Use of High-Performance Computing in Physics Simon Crampin Works on quantum mechanics of electrons at surfaces and in nanostructures. Has recently been working in nanomagnetism. Mostly manages with local workstations, but has occasional requirement for more serious computing power. Would have made more use of skein for this, but scheduling policy made it difficult. He would strongly support the provision of a University HPC cluster, provided the access to it is managed to suit his needs.
Use of High-Performance Computing in Physics Dick James Works on modelling information flow, etc on networks inspired by biological applications. Uses local workstations, which are usually sufficient for his needs. He would support the provision of a replacement for skein, for occasional use when local machines are insufficient.

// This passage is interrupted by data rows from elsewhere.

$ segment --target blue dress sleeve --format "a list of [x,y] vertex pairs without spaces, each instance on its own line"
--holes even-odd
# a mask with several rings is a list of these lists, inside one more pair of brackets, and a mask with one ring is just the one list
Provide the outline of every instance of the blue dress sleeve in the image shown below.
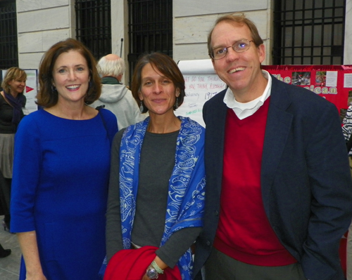
[[32,213],[41,163],[37,124],[28,115],[21,121],[15,135],[11,199],[11,228],[13,232],[35,230]]
[[118,131],[118,120],[116,116],[106,109],[101,108],[100,112],[104,118],[106,129],[108,130],[108,136],[110,140],[110,147],[111,147],[115,134],[116,134]]

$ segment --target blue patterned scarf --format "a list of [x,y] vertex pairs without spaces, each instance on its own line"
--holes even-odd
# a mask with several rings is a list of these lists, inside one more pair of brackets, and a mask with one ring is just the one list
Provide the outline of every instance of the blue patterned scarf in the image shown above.
[[[202,227],[204,211],[205,130],[189,118],[179,116],[181,129],[176,142],[175,166],[169,180],[165,230],[161,246],[173,232],[188,227]],[[141,149],[150,118],[129,126],[120,149],[120,199],[123,246],[130,248],[139,182]],[[191,279],[191,249],[177,262],[182,279]]]

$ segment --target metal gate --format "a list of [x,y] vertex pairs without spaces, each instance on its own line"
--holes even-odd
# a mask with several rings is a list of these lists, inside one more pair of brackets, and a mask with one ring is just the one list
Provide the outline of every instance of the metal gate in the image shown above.
[[172,57],[172,1],[129,0],[128,9],[131,80],[138,58],[144,53],[158,51]]
[[345,0],[276,0],[275,65],[341,65]]
[[0,1],[0,69],[18,66],[15,1]]
[[110,0],[75,0],[76,38],[96,60],[111,53]]

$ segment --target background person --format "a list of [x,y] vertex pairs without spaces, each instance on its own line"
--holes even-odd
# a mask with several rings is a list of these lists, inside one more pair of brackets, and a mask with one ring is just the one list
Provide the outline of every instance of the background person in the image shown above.
[[204,226],[194,272],[206,280],[342,280],[339,241],[352,182],[334,104],[262,71],[265,49],[243,14],[208,36],[229,88],[203,107]]
[[18,67],[9,68],[0,92],[0,204],[4,214],[4,229],[10,230],[10,196],[15,133],[23,118],[27,74]]
[[15,138],[11,229],[23,255],[20,279],[95,280],[106,255],[116,117],[87,105],[99,98],[101,84],[80,41],[52,46],[39,79],[44,109],[27,116]]
[[168,55],[140,58],[132,91],[149,116],[113,144],[104,279],[156,279],[163,270],[190,279],[190,247],[203,224],[204,128],[175,115],[184,80]]
[[101,95],[91,105],[94,108],[103,105],[114,113],[119,129],[146,118],[145,114],[141,114],[131,91],[120,82],[125,69],[125,61],[118,55],[110,54],[99,60],[98,71],[102,76]]

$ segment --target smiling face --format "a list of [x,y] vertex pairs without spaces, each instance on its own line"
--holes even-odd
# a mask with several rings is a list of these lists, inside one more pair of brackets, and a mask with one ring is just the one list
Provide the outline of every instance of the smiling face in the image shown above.
[[180,91],[175,88],[170,79],[146,64],[141,73],[141,88],[138,95],[143,100],[149,114],[174,114],[173,105]]
[[53,68],[53,83],[58,102],[84,102],[89,70],[85,58],[77,51],[61,53]]
[[17,96],[18,93],[23,93],[25,90],[25,80],[14,79],[8,82],[8,85],[10,86],[11,94]]
[[[220,22],[213,31],[211,46],[213,49],[228,47],[241,39],[253,40],[246,25]],[[266,86],[266,79],[260,70],[260,63],[265,58],[264,45],[257,48],[251,42],[249,49],[243,53],[237,53],[229,48],[224,58],[213,60],[213,65],[219,77],[232,91],[237,101],[249,102],[263,94]]]

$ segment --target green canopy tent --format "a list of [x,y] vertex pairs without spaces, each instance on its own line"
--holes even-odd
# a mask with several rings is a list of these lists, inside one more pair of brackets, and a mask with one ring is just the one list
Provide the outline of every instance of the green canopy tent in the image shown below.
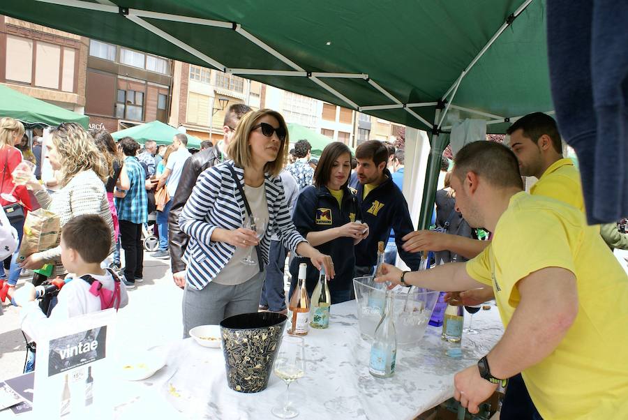
[[545,1],[5,0],[0,12],[430,132],[424,227],[450,110],[489,133],[553,110]]
[[31,98],[3,84],[0,84],[0,117],[10,117],[31,125],[58,126],[61,123],[77,123],[87,128],[89,123],[89,117],[87,115]]
[[[172,137],[174,137],[174,135],[180,133],[181,131],[172,126],[165,124],[161,121],[154,121],[112,133],[111,136],[116,140],[124,137],[130,137],[140,144],[144,144],[147,140],[155,140],[158,144],[170,144],[172,143]],[[188,136],[188,148],[200,149],[201,140],[193,135],[189,134],[186,135]]]

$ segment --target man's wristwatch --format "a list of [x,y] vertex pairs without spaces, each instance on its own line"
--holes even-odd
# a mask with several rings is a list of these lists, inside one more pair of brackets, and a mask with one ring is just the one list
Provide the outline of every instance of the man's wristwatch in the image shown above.
[[498,379],[491,375],[491,368],[488,367],[488,361],[486,360],[486,356],[480,359],[479,361],[477,362],[477,368],[480,371],[480,376],[491,384],[497,384],[502,387],[505,387],[506,384],[508,383],[507,379]]
[[401,280],[399,280],[400,282],[401,282],[401,284],[405,286],[406,287],[410,287],[412,286],[412,285],[409,285],[407,283],[405,283],[405,280],[403,279],[403,278],[405,277],[405,275],[408,274],[408,273],[410,273],[410,271],[403,271],[403,273],[401,273]]

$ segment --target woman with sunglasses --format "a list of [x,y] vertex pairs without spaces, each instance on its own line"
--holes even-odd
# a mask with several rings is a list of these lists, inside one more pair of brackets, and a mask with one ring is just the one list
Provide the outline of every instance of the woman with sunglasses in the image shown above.
[[[112,174],[91,135],[79,124],[63,123],[50,133],[47,144],[50,166],[61,174],[61,188],[50,195],[37,181],[27,184],[40,205],[56,213],[61,227],[82,214],[98,214],[107,222],[111,234],[112,249],[115,246],[113,222],[105,183]],[[66,269],[61,260],[61,247],[57,246],[27,257],[22,268],[40,269],[46,262],[54,263],[52,277],[63,276]]]
[[[314,172],[314,185],[301,191],[292,214],[299,233],[336,262],[336,278],[329,282],[332,303],[351,299],[355,267],[354,246],[368,236],[366,224],[356,223],[361,216],[355,195],[347,186],[350,173],[349,147],[339,142],[327,144]],[[294,258],[290,262],[290,296],[297,287],[299,264],[304,262],[301,260]],[[318,269],[308,262],[306,286],[311,295],[318,276]]]
[[[271,110],[249,112],[229,144],[232,160],[198,177],[179,218],[190,237],[184,255],[185,337],[198,325],[257,311],[273,232],[288,249],[334,276],[331,259],[311,246],[290,220],[278,176],[287,151],[283,117]],[[249,256],[251,264],[244,262]]]

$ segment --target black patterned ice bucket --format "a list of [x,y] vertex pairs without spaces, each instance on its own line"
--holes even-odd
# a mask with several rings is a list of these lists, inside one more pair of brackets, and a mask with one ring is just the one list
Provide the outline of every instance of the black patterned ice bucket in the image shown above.
[[243,313],[220,322],[229,387],[238,392],[266,389],[287,317],[272,312]]

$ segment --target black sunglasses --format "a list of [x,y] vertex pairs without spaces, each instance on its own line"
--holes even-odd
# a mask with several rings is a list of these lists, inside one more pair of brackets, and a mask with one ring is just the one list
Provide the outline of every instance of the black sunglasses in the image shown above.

Use of High-Performance Computing in Physics Dmitry Skryabin Works on theory and modelling of non-linear propagation of light in optical fibres and other photonic structures. Currently uses local workstations provided by grants. However, he has plans to work on systems for which some real parallel processing will be needed. He would strongly support the provision of a University HPC facility.
Use of High-Performance Computing in Physics Alison Walker Works on modelling of charge transport in optoelectronic devices (particularly those based on organic materials). This work has large computing requirements, which are currently met by her own collection of workstations. She has no requirement for real parallel processing. She anticipates her requirements increasing, and would support the provision of a University-level HPC facility.
Use of High-Performance Computing in Physics Nigel Wilding Works on molecular dynamics and Monte Carlo simulation of liquids, colloids, etc. This requires substantial computing resources. His group made extensive use of skein; not really using parallel processing, but there are always many runs to be carried out, which can be farmed on to different processors. He has his own collection of high-power workstations, purchased from grants. He would strongly support the provision of a replacement for skein.
A University High-Performance Computing Facility Would be used by several academics in Physics Would help us attract high-calibre academic staff, research fellows, etc Would help us to match the facilities available in competitor institutions Would be expensive to maintain – needs system manager(s) plus hardware refresh every 2 or 3 years Should it be funded like other University research facilities under FEC? After an initial University investment, the users apply for funds to get access the facility. The access charge would cover both running and depreciation costs.